Im vergangenen Jahr gab es eine wachsende Welle von Enthüllungen darüber, wie gefährlich TikTok nicht nur für die nationale Sicherheit, sondern auch für die Gesundheit der amerikanischen Jugend ist.

Das ist natürlich eine kurzsichtige Denkweise und sagt etwas darüber aus, wie giftig die amerikanische Parteilichkeit geworden ist. Viele auf der rechten Seite würden lieber die Interessen eines tatsächlichen geopolitischen Feindes vertreten, als einem innenpolitischen Gegner, in diesem Fall Mark Zuckerberg von Meta, zu erlauben, von seiner Niederlage zu profitieren. Darüber hinaus gab es im vergangenen Jahr eine wachsende Welle von Enthüllungen darüber, wie gefährlich TikTok nicht nur für die nationale Sicherheit, sondern auch für die Gesundheit der amerikanischen Jugend ist. Im August befand das 4. US-Berufungsgericht TikTok für schuldig, die tödliche „Blackout-Challenge“ bei kleinen Kindern beworben zu haben. Dann reichten im Oktober mehr als ein Dutzend Generalstaatsanwälte eine Klage ein, in der sie darlegten, wie TikTok sein Produkt wissentlich so gestaltete, dass es süchtig macht, und die Augen vor missbräuchlichen und pädophilen Inhalten auf der Plattform verschlossen. Während einige andere Social-Media-Plattformen ähnliche Schäden begehen, gehört TikTok zu den schlimmsten Übeltätern und dürfte kaum Anspruch auf die Sympathie unserer Nation haben.

Das hat die Führungskräfte des Unternehmens jedoch nicht davon abgehalten, mit einer massiven Werbeoffensive die öffentliche Meinung zu beeinflussen und sich als Freund der einfachen Bürger und kleiner Unternehmen darzustellen. Der Aufwand könnte sich auszahlen, denn eine Pew-Umfrage ergab, dass die Unterstützung der Bevölkerung für ein Verbot von TikTok im vergangenen Jahr erheblich zurückgegangen ist. Dieser Wandel in der öffentlichen Meinung könnte erklären, warum der gewählte Präsident Trump selbst im Wahlkampf zu diesem Thema wechselte, weil er fürchtete, Wähler oder wichtige Geldgeber zu verärgern. ByteDance seinerseits tut sein Bestes, um die parteiübergreifende Gesetzgebung vom letzten Frühjahr als etwas darzustellen, das in einem Anfall gesetzgeberischer Verwirrung verabschiedet wurde, den das amerikanische Volk nicht dulden sollte, und eine neue Trump-Regierung hat die Pflicht, sie zu stürzen.

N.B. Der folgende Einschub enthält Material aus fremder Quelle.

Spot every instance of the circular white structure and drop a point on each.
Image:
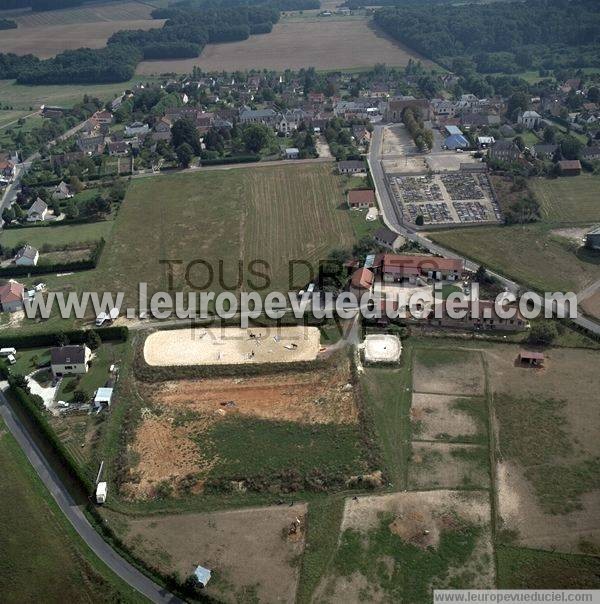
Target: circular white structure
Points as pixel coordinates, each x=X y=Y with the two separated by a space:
x=382 y=348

Die Realität ist jedoch, dass das TikTok-Drama die Bedeutung einer repräsentativen Regierung und der Rechtsstaatlichkeit hervorhebt. Die öffentliche Meinung ist wankelmütig und lässt sich leicht durch süchtig machende Algorithmen und kostspielige Werbekampagnen beeinflussen. Auch einzelne gewählte Führungspersönlichkeiten wie der designierte Präsident Trump neigen unter Druck dazu, ihre Meinung zu ändern. Die Gerichte hatten wahrscheinlich Recht, als sie seine Durchführungsverordnung gegen TikTok im Jahr 2020 aufhoben. Aber wenn der Kongress tatsächlich seine Aufgabe erfüllt, lange und intensiv über eine vorgeschlagene Politik im Lichte einer umfassenden Sicht auf das nationale Interesse und einer sorgfältigen Prüfung der Verfassung nachdenkt, und Wenn der Präsident diese Politik in Kraft setzt, ist es nicht leicht, den Kurs umzukehren, und das sollte es auch nicht sein. ByteDance sollte das Urteil der Rechtsstaatlichkeit akzeptieren und einen amerikanischen Käufer für sein Produkt finden, der es im besten Interesse des amerikanischen Volkes verwaltet.